"""Abstract base for all environmental data source adapters."""
from __future__ import annotations
import math
from abc import ABC, abstractmethod
from datetime import datetime, timezone
from typing import Any
import pandas as pd
from pydantic import BaseModel, ConfigDict, model_validator
[docs]
class BoundingBox(BaseModel):
"""Geographic bounding box in WGS-84 decimal degrees."""
model_config = ConfigDict(frozen=True)
min_lat: float
max_lat: float
min_lon: float
max_lon: float
def __init__(
self,
min_lat: float | None = None,
max_lat: float | None = None,
min_lon: float | None = None,
max_lon: float | None = None,
**data: Any,
) -> None:
# Support positional arguments in addition to keyword arguments
if min_lat is not None:
data["min_lat"] = min_lat
if max_lat is not None:
data["max_lat"] = max_lat
if min_lon is not None:
data["min_lon"] = min_lon
if max_lon is not None:
data["max_lon"] = max_lon
super().__init__(**data)
@model_validator(mode="after")
def _check_bounds(self) -> BoundingBox:
if self.min_lat >= self.max_lat:
raise ValueError(f"min_lat ({self.min_lat}) must be < max_lat ({self.max_lat})")
if self.min_lon >= self.max_lon:
raise ValueError(f"min_lon ({self.min_lon}) must be < max_lon ({self.max_lon})")
if not (-90 <= self.min_lat <= 90 and -90 <= self.max_lat <= 90):
raise ValueError("Latitudes must be in [-90, 90]")
if not (-180 <= self.min_lon <= 180 and -180 <= self.max_lon <= 180):
raise ValueError("Longitudes must be in [-180, 180]")
return self
[docs]
@classmethod
def from_center(cls, lat: float, lon: float, radius_km: float) -> BoundingBox:
"""Create a bounding box centered on a point with a radius in km.
Edges are clamped to the valid WGS-84 domain ([-90, 90] latitude,
[-180, 180] longitude) so that centers near the poles or the
antimeridian still yield a valid box rather than raising.
"""
lat_delta = radius_km / 111.0
lon_delta = radius_km / (111.0 * math.cos(math.radians(lat)))
return cls(
min_lat=max(lat - lat_delta, -90.0),
max_lat=min(lat + lat_delta, 90.0),
min_lon=max(lon - lon_delta, -180.0),
max_lon=min(lon + lon_delta, 180.0),
)
@property
def center(self) -> tuple[float, float]:
return ((self.min_lat + self.max_lat) / 2, (self.min_lon + self.max_lon) / 2)
[docs]
class BaseEnvironmentalSource(ABC):
"""
Common interface all data source adapters must implement.
Each adapter fetches raw data for a geographic region and time window,
returning a pandas DataFrame with columns conforming to climagrid.schema.
"""
# Point-based sources (e.g.
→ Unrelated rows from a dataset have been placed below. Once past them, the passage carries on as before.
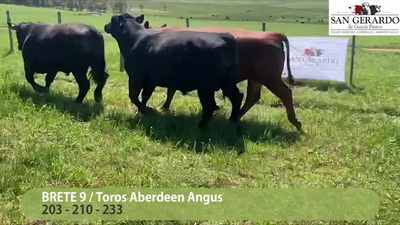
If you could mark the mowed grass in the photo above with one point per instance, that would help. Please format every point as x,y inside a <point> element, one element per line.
<point>352,137</point>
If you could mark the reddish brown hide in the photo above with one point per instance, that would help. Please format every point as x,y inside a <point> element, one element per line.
<point>261,63</point>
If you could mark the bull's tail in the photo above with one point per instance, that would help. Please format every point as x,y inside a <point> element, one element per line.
<point>230,78</point>
<point>290,75</point>
<point>98,72</point>
<point>228,84</point>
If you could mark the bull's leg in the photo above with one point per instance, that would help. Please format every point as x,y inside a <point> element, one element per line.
<point>98,92</point>
<point>253,95</point>
<point>146,94</point>
<point>29,75</point>
<point>170,96</point>
<point>284,93</point>
<point>83,84</point>
<point>232,92</point>
<point>49,79</point>
<point>207,101</point>
<point>134,89</point>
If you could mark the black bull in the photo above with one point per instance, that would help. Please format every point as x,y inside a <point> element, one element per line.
<point>53,48</point>
<point>184,60</point>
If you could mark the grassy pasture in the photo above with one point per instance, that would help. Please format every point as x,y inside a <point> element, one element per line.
<point>352,140</point>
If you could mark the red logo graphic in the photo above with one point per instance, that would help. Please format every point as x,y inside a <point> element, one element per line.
<point>365,9</point>
<point>313,52</point>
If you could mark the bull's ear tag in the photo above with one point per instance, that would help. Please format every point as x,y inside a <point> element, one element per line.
<point>121,20</point>
<point>140,19</point>
<point>146,25</point>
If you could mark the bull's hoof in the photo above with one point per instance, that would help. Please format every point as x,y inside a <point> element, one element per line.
<point>165,108</point>
<point>299,128</point>
<point>98,99</point>
<point>41,89</point>
<point>148,111</point>
<point>202,125</point>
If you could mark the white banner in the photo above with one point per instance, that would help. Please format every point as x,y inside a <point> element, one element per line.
<point>318,58</point>
<point>356,17</point>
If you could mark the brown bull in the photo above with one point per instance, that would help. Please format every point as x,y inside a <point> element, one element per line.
<point>261,63</point>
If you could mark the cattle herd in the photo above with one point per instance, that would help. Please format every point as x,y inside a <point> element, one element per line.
<point>179,59</point>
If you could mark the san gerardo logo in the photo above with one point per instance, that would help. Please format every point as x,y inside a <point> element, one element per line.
<point>365,9</point>
<point>314,57</point>
<point>363,19</point>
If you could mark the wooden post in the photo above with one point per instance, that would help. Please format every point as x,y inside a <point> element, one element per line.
<point>353,52</point>
<point>10,32</point>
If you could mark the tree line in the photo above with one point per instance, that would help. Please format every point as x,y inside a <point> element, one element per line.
<point>77,5</point>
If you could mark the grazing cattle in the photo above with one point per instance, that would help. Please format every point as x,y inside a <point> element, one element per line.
<point>184,61</point>
<point>69,48</point>
<point>261,62</point>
NASA POWER) return data for a single location
# per request. They set this True and implement fetch_points() so the
# orchestrator fetches one location per asset instead of a single point for
# the whole, possibly geographically spread, asset set.
point_based: bool = False
@property
@abstractmethod
def source_name(self) -> str:
"""Short identifier used as a column prefix (e.g. 'hrrr', 'nasa_power')."""
[docs]
@abstractmethod
def fetch(
self,
bbox: BoundingBox,
start_dt: datetime,
end_dt: datetime,
) -> pd.DataFrame:
"""
Fetch environmental data for a bounding box over a time range.
Parameters
----------
bbox:
Geographic extent of the query.
start_dt:
Start of the time range (UTC-aware or naive UTC).
end_dt:
End of the time range (UTC-aware or naive UTC).
Returns
-------
pd.DataFrame
Rows indexed by (lat, lon, timestamp). Column names must be
drawn from climagrid.schema.COLUMN_MAP.
"""
[docs]
def fetch_points(
self,
points: list[tuple[float, float]],
start_dt: datetime,
end_dt: datetime,
) -> pd.DataFrame:
"""
Fetch data for multiple (lat, lon) point locations.
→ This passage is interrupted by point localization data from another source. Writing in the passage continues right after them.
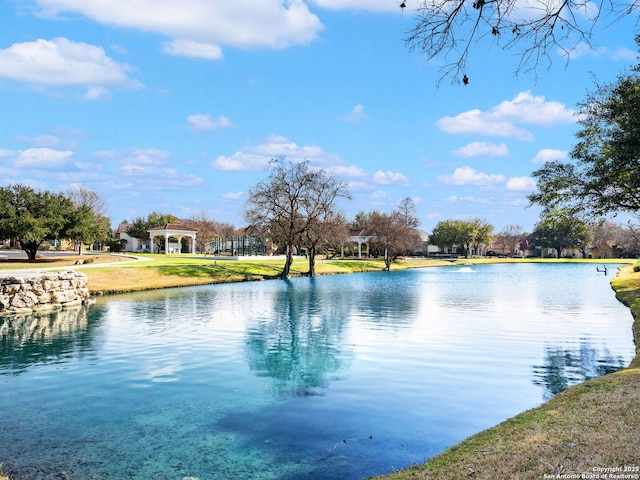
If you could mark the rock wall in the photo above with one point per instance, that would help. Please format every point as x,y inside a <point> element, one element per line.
<point>46,291</point>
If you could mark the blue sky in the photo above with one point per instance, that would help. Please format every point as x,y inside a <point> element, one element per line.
<point>177,107</point>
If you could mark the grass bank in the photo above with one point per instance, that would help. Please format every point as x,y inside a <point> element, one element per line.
<point>580,433</point>
<point>594,425</point>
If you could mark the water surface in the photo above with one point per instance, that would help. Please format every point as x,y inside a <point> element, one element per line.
<point>338,377</point>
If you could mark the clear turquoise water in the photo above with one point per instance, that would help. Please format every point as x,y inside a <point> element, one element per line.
<point>338,377</point>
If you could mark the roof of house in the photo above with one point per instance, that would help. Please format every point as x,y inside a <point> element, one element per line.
<point>173,227</point>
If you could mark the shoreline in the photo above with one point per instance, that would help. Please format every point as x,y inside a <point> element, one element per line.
<point>543,430</point>
<point>587,431</point>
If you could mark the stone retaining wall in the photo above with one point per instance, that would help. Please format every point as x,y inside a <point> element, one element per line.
<point>46,291</point>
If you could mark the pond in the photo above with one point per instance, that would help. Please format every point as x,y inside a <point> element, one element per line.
<point>337,377</point>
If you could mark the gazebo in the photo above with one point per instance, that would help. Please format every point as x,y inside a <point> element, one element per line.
<point>176,231</point>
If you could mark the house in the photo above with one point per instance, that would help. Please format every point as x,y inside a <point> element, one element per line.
<point>173,235</point>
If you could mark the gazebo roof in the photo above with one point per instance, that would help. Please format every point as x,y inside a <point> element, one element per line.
<point>174,227</point>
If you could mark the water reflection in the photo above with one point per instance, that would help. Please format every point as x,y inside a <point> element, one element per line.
<point>299,346</point>
<point>43,338</point>
<point>564,367</point>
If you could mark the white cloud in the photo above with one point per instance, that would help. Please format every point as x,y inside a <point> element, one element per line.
<point>42,158</point>
<point>389,178</point>
<point>96,93</point>
<point>191,48</point>
<point>468,176</point>
<point>204,123</point>
<point>201,27</point>
<point>257,157</point>
<point>476,122</point>
<point>466,199</point>
<point>520,184</point>
<point>62,62</point>
<point>504,120</point>
<point>549,155</point>
<point>348,171</point>
<point>371,5</point>
<point>233,195</point>
<point>355,115</point>
<point>482,149</point>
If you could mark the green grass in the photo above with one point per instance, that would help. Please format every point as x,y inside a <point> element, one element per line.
<point>590,425</point>
<point>594,424</point>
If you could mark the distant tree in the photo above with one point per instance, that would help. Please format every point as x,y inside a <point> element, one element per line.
<point>446,235</point>
<point>359,222</point>
<point>447,30</point>
<point>206,227</point>
<point>395,233</point>
<point>140,227</point>
<point>559,230</point>
<point>482,234</point>
<point>465,234</point>
<point>290,201</point>
<point>606,235</point>
<point>329,230</point>
<point>33,217</point>
<point>603,176</point>
<point>509,238</point>
<point>89,220</point>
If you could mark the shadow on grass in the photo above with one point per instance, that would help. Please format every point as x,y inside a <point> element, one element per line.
<point>225,272</point>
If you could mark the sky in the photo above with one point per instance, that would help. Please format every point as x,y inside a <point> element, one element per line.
<point>178,106</point>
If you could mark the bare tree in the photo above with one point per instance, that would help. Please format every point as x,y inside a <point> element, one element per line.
<point>90,220</point>
<point>509,238</point>
<point>293,198</point>
<point>449,29</point>
<point>395,233</point>
<point>330,229</point>
<point>206,228</point>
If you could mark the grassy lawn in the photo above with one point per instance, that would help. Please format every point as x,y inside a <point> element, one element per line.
<point>592,425</point>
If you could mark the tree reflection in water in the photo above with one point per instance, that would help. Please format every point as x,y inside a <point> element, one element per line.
<point>564,367</point>
<point>44,338</point>
<point>300,349</point>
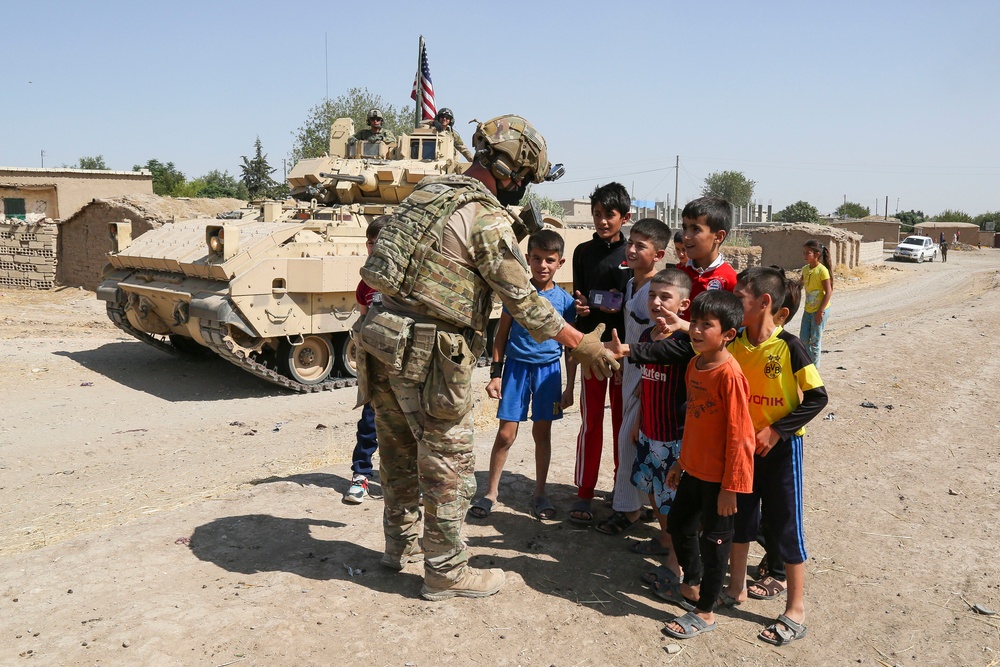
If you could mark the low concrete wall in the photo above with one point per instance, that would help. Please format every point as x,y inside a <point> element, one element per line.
<point>28,255</point>
<point>782,245</point>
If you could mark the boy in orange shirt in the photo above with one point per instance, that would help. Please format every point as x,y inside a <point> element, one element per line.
<point>716,462</point>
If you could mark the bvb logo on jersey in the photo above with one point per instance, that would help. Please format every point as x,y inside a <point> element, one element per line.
<point>772,368</point>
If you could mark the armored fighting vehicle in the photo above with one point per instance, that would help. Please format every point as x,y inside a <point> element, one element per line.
<point>271,288</point>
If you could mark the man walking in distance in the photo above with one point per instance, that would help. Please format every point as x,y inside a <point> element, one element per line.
<point>438,261</point>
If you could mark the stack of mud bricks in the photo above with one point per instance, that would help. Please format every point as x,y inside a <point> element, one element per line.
<point>28,255</point>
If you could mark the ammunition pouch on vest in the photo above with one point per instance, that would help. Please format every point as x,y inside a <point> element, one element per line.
<point>407,260</point>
Point-based sources (``point_based = True``) override this to return one
block of rows per location, each tagged with its own ``lat``/``lon``, so
every asset gets weather at its actual position rather than a single
shared point. The default raises, since grid and station sources use
:meth:`fetch` with a bounding box instead.
"""
raise NotImplementedError(
f"{type(self).__name__} does not support per-point fetching"
)
def _fetch_points_via_bbox(
self,
points: list[tuple[float, float]],
start_dt: datetime,
end_dt: datetime,
radius_km: float,
) -> pd.DataFrame:
"""
Fetch per point by issuing a small bounding-box query around each one.
Shared by station-based sources whose :meth:`fetch` resolves a bounding
box to its nearest station: one small bbox per asset yields the nearest
station to each asset rather than to the whole set's centroid.
"""
frames: list[pd.DataFrame] = []
for lat, lon in points:
df = self.fetch(BoundingBox.from_center(lat, lon, radius_km), start_dt, end_dt)
if not df.empty:
frames.append(df)
return pd.concat(frames, ignore_index=True) if frames else pd.DataFrame()
# ------------------------------------------------------------------
# Shared helpers available to all adapters
# ------------------------------------------------------------------
@staticmethod
def _ensure_utc(dt: datetime) -> datetime:
if dt.tzinfo is None:
return dt.replace(tzinfo=timezone.utc)
return dt.astimezone(timezone.utc)
@staticmethod
def _validate_time_range(start_dt: datetime, end_dt: datetime) -> None:
if start_dt >= end_dt:
raise ValueError(f"start_dt ({start_dt}) must be before end_dt ({end_dt})")